Sunday, July 18, 2010

On the Tradition of Beauty


by Anthony Visco
“I was there when he laid the earth’s foundation; I was beside him like an architect. I was his daily source of joy, always in his presence- happy with the world and pleased with the human race.” Prov. In praise of Wisdom
At the end of the Second Vatican Council, the Sacro Sanctum Concilium announced that in terms of architecture, the Church “has no official style”. For many, this was an alarming thought considering our vast history of what was understood stylistically about Catholic Church art and architecture. But the truth of the matter is and always has been that The Church is not static but dynamic. It always was and will be alive and in transition and now after many attempts, we are reawakening to understand that the Council’s directive was to keep us focused on the content of Catholic art and architecture, not its style. And what is that content?
If the Catholic Church was never about style, then its form is found through the Liturgy of the Mass, in its language, its music, its art and its architecture and of course, in its people. As the Church is not complete here on earth, it cannot be moribund in its nature, and held to one orthodox style. With all we have been given, the Church can borrow from itself as well as ask her architects to invent. As we imitate the Master Architect, we have this endless vocabulary of form because the Sacred Mysteries are endless.
As Catholics we are given the greater responsibility to have our liturgical works repeat in illumination, in revelation and in transformation. We are neither museum nor are we a show of fashion. If we as Catholics have any one tradition, it is to maintain the tradition of the beautiful, the good, and the true, and all in the service of God.
As Catholics, ours is an incredibly rich heritage of sacred art and architecture, perhaps the most expansive in all human history.
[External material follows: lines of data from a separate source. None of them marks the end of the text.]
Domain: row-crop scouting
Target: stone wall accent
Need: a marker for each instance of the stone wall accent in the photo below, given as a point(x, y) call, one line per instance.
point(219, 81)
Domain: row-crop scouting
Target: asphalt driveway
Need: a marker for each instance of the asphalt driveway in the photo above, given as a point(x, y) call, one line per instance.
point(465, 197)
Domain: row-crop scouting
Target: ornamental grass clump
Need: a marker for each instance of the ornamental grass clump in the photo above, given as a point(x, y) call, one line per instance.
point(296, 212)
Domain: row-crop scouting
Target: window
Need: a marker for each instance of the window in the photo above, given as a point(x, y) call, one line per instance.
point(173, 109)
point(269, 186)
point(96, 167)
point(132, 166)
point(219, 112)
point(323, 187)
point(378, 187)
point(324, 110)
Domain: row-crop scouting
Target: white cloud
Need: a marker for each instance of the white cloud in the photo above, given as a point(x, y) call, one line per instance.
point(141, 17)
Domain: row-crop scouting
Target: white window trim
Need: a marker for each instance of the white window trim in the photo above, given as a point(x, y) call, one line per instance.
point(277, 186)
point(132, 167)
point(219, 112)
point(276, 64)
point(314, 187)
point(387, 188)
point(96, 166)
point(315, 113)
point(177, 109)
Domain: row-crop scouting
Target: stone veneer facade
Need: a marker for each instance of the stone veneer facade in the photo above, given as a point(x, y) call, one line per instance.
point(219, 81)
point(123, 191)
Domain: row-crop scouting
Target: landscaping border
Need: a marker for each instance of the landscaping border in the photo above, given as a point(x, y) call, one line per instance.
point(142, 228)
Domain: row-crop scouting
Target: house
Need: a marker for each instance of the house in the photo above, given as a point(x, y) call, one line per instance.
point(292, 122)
No other culture but the Catholic Church can claim such an expansive vocabulary of form as we go from the fullness of emptiness in Cistercian to Bavarian Rococo where nothing can be excessive when trying to describe the Most Blessed Trinity. Both forms, in opposite terms, speak of the same Sacred Mysteries.
As in any great masterpiece, content and composition are inseparable. And so should it be in our church designs wherein we see no separation between the form of the liturgy and the form of the building with both always leading us individually and collectively “Ad Deum”. In Holy Communion, we, the part, receive the Whole, the Entire Body and Blood, Soul and Divinity of Christ. Thus our churches as parts, must also fit into this Mystical Body.If to make sacred art is to wed one’s faith with one’s esthetics, when the artist and architect answer the beauty of God’s call and respond in turn with beauty, then a covenant must is formed; the work in essence, becomes sanctified. It is here that we realize that there can be no faith without an aesthetic just as there that is no truth without beauty.
This covenant is then extended from God to artist and from artist to fellow believers and finally, and from all of us back to God again. It is this covenant that we wish to explore here within our Liturgy. When the beauty of our faith and the beauty of our works combine, they in turn become unified in one liturgy. Sacred art and architecture become an indeterminate good, a means by which we may come together and witness the Mass as the meeting of heaven and earth.